Так, может быть, все же избрана Россия? Этот взволнованный монолог рыцарственного монархиста, генерала Нечволодова, уравновешивается, однако, спокойной кроткой вдумчивостью Сани Лаженицына («Октябрь 16-го»): «В этом проигранном мировом положении — зачем каждое исповедание настаивает на своей исключительности и единственной правоте? И православные, и католики. И вообще христиане?.. Как же можно предположить, чтобы Господь оставил на участь неправоверия все дальние раскинутые племена?.. И те народы обречены на вечную тьму лишь потому, что не перенимают превосходную нашу веру? Христианин — разве может так понимать?».
Может, конечно. Вот и еще от Нечволодова: «Вся русская жизнь — в духовном капкане. Три клейма, три заразы подчинили нас всех: спорить с левыми — черносотенство, спорить с молодежью — охранительство, спорить с евреями — антисемитизм…».
Ну, дались им евреи!
Спорить можно только с одним евреем или с еврейской организацией. Спорить с евреями, будто все евреи заодно, — это действительно антисемитизм.
И — с молодежью спорить, конечно, охранительство, хотя и не всегда им во вред. Но, главное, — как же можно спорить с молодежью огулом, со всеми, — ведь им жить после нас.
Наконец, левые, разве все они одинаковы? Разве между эсерами и социал-демократами не было никакой разницы? И так уж мало от них отличались кадеты? Не политический ли это дальтонизм?
Да. Русская жизнь и впрямь была (и есть) в духовном капкане — капкане поспешных радикальных суждений, неудержимых антипатий, философских общих мест и неоглядной решимости, присущей людям, никогда не изведавшим реального политического опыта жизни среди равных. Этот капкан многие годы и был их теоретической координатной сетью, как проникновенно показано в замечательном сборнике «Вехи», подытожившем целую эпоху русской жизни и сейчас остающемся актуальным.
Трудно предвидеть, привнесет ли одинокий подвиг Солженицына долгожданную зрелость суждений в русские споры или просто добавит еще один радикальный рецепт. Координатная сеть, которую он натягивает, далека от завершения, но и с первых штрихов видно, что она далека от простоты. Однако писатель лишь отчасти может направлять внимание и понимание читателя.
И сеть, которая натянется в умах миллионов его последователей, вряд ли будет той самой, которую лелеял он в своей душе. Мы можем только пожелать, чтобы и она не превратилась в новые силки для русского духа.
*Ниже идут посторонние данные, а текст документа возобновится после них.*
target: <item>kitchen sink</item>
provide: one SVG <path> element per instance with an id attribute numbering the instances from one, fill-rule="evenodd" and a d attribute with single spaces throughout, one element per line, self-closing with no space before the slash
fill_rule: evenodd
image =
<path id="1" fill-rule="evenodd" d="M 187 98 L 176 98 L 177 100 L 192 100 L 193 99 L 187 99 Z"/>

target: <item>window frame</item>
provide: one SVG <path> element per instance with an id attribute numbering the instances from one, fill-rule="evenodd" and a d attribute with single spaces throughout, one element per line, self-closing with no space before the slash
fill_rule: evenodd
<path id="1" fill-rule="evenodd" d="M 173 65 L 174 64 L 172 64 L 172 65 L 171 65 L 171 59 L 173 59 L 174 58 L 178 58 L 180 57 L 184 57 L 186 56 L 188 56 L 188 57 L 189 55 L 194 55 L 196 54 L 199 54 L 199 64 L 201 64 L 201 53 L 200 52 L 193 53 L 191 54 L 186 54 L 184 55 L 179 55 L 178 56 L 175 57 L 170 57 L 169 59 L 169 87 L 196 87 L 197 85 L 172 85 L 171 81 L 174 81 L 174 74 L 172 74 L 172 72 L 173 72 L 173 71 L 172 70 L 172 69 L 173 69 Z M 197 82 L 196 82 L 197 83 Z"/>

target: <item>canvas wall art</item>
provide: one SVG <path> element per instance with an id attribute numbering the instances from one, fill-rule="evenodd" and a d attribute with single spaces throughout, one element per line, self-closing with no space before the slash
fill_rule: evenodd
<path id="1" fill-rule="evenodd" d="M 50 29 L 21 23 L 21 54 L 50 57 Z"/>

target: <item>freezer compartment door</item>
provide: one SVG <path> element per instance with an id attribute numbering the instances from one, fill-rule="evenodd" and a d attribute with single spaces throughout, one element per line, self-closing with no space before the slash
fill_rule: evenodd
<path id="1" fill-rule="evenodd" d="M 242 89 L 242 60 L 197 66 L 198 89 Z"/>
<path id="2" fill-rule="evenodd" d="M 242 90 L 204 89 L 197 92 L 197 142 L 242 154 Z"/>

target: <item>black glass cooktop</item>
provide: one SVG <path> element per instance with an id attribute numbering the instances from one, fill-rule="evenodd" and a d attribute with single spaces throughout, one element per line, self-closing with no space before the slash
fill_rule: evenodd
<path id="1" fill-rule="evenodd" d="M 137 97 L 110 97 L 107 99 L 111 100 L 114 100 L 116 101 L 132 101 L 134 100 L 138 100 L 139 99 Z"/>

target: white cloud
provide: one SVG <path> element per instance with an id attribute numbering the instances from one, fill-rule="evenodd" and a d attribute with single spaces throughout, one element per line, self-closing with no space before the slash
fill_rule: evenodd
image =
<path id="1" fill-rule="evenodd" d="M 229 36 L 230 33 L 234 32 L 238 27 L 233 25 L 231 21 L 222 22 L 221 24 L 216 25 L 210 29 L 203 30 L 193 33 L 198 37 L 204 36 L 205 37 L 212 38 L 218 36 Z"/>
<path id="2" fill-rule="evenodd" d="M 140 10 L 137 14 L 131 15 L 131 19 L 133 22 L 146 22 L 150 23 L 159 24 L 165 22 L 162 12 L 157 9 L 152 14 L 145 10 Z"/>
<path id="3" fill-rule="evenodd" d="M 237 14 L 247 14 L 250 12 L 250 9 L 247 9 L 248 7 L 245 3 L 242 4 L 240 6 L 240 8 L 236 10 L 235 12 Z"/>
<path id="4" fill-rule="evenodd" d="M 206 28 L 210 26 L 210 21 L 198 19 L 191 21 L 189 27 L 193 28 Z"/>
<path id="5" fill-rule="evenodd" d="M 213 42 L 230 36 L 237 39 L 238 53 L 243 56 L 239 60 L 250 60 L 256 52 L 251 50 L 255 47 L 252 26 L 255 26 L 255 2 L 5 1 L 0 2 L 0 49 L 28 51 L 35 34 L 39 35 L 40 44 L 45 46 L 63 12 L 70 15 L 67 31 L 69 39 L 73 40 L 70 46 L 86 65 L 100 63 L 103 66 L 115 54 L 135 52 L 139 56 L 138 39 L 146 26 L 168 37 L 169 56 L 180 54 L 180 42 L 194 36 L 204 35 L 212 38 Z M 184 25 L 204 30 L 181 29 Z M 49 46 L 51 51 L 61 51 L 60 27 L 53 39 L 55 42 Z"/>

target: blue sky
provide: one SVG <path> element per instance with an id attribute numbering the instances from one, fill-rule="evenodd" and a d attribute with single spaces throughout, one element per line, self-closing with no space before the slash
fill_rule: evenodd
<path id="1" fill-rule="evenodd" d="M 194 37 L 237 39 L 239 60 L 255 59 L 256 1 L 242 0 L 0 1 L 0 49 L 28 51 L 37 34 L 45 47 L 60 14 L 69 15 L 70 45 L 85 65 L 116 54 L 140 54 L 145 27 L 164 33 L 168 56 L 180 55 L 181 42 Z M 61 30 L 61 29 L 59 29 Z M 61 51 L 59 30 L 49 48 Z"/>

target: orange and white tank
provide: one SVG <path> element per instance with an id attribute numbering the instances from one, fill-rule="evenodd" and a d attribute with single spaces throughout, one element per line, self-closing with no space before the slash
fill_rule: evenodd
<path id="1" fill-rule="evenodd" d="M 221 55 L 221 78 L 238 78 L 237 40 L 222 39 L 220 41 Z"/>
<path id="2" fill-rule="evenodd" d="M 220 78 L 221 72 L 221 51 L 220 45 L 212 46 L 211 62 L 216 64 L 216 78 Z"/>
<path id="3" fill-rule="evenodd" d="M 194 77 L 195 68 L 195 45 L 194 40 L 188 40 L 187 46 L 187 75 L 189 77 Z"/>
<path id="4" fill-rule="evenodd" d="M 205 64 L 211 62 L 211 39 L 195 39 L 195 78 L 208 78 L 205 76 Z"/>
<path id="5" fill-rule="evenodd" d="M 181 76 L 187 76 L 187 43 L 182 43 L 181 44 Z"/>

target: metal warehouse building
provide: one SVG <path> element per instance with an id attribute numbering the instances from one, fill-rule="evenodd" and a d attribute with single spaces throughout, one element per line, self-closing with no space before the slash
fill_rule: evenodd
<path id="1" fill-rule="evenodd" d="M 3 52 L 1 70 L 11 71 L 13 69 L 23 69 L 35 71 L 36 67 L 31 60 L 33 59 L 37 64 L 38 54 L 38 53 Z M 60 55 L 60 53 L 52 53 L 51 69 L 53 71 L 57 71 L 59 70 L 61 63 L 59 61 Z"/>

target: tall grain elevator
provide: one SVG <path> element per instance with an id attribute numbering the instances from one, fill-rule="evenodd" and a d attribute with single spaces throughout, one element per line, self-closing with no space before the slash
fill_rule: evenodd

Еще труднее предвидеть, приведет ли эта дорога русских людей к лучшему пониманию и сближению с другими цивилизованными народами или станет новым путем к отчуждению от человечества. Литературная манера и подход Солженицына взламывают непроницаемую корку советского изоляционизма и дают путь к общечеловеческим ценностям. Но и изоляционист найдет у него достаточно оснований для национального обособления и гордыни.
Как это ни странно звучит, я думаю, что израильтянин может найти у Солженицына очень много необычайно важного для себя, если он сумеет преодолеть первый барьер непонимания, связанного с различием исторического опыта. Проблема общих ценностей и основанного на них самоуважения — проблема проблем в нашем обществе, составленном из десятков групп разной культурной ориентации. Народ наш велик не числом, но многообразием. Пример аналогичной задачи взятой на себя одним человеком, много дает для понимания наших трудностей. Мне жаль, что нет у нас великого человека, который дерзнул бы взвалить на себя такую ношу. Большинство наших писателей стараются разрушить у нас разные наши предрассудки. Когда выяснится, что общая сумма этих предрассудков составляет почти все, что объединяет нас в народ, может оказаться уже поздно придумывать новые рецепты.
Но вместе с тем я рад, что творческую задачу, порученную нам всем, не понесет на себе одинокий герой.